Skip to main content

37e jaargang nr. 1 (sept. 2022)
thema: Ongehoorde stemmen in de Bijbel

Martine Oldhoff
Interview met Willeke Brouwer
De Graphic Novel Bijbel en kinderbijbel

Het cliché van een kinderbijbel is een zoete verzameling verhalen over een lieve God. Ook de lesjes mogen niet ontbreken. Maar de kinderbijbelmarkt is groot en divers. Hoe vertellen we kinderen eigenlijk over God en geloof? Wat zit er allemaal verstopt in een kinderbijbel en wat zegt dat over ons eigen godsbeeld? Willeke Brouwer, illustrator, kinderboekenschrijver en cartoonist bij het Nederlands Dagblad, wilde het anders doen dan de kinderbijbels waar zij mee opgroeide: Anne de Vries en W.G. van de Hulst.Het moest minder prekerig zijn en meer rauwe werkelijkheid bevatten. Brouwer is van gereformeerd synodale huize, lid van de PKN en jeugdouderling in de plaatselijke kerk. Op verzoek van Uitgever Royal Jongbloed schreef Brouwer een ‘Graphic Novel Bijbel’: Ongelooflijke Bijbelverhalen voor kinderen van zo’n 9 tot en met 12 jaar. Het werd een dik boek met zwart-wit tekeningen dat al vlot een tweede druk kreeg. Kontekstueel-redacteur Martine Oldhoff bevroeg haar naar aanleiding van deze kinderbijbel over haar keuzes en visie op kinderbijbels en geloof.
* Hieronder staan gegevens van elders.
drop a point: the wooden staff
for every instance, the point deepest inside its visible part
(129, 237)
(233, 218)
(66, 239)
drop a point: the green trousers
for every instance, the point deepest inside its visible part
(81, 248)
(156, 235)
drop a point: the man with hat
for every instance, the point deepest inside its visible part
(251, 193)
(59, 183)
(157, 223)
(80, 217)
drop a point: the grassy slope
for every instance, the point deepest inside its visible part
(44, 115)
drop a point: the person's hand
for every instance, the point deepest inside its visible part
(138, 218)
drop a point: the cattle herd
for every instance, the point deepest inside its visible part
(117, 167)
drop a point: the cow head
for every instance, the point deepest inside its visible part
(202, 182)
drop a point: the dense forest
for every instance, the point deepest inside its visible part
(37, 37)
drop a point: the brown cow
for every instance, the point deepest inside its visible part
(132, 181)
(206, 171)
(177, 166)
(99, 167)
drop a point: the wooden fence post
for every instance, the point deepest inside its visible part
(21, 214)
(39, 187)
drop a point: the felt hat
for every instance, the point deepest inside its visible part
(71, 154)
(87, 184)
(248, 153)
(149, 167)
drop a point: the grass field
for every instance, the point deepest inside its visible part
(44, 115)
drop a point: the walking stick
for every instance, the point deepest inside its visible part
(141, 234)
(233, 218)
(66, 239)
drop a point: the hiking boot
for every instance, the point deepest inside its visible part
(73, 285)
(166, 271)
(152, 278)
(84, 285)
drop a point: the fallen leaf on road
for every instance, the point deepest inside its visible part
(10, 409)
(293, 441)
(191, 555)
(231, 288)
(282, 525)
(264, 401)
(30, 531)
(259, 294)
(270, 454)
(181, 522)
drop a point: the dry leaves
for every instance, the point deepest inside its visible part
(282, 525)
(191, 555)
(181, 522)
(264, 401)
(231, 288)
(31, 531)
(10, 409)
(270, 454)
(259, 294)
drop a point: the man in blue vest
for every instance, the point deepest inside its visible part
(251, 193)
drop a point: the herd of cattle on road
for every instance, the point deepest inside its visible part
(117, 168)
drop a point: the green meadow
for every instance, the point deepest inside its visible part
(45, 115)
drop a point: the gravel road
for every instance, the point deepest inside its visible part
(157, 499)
Wat is het genre ‘graphic novel’? Is er een Nederlands woord voor?
‘Het is een manier van vertellen. Minder tekst, kortere stukjes en afgewisseld met plaatjes. Kinderen lezen tegenwoordig anders. Ze schuiven geen lappen tekst meer weg. Daar haak ik op in. Omdat er wel veel tekst in moest, is het een dik boek geworden. Het is daarnaast erg geschikt voor dyslectische lezers, ook door de dyslexie-vriendelijke letter.’

Hoe zijn de Bijbelboeken en verhalen geselecteerd?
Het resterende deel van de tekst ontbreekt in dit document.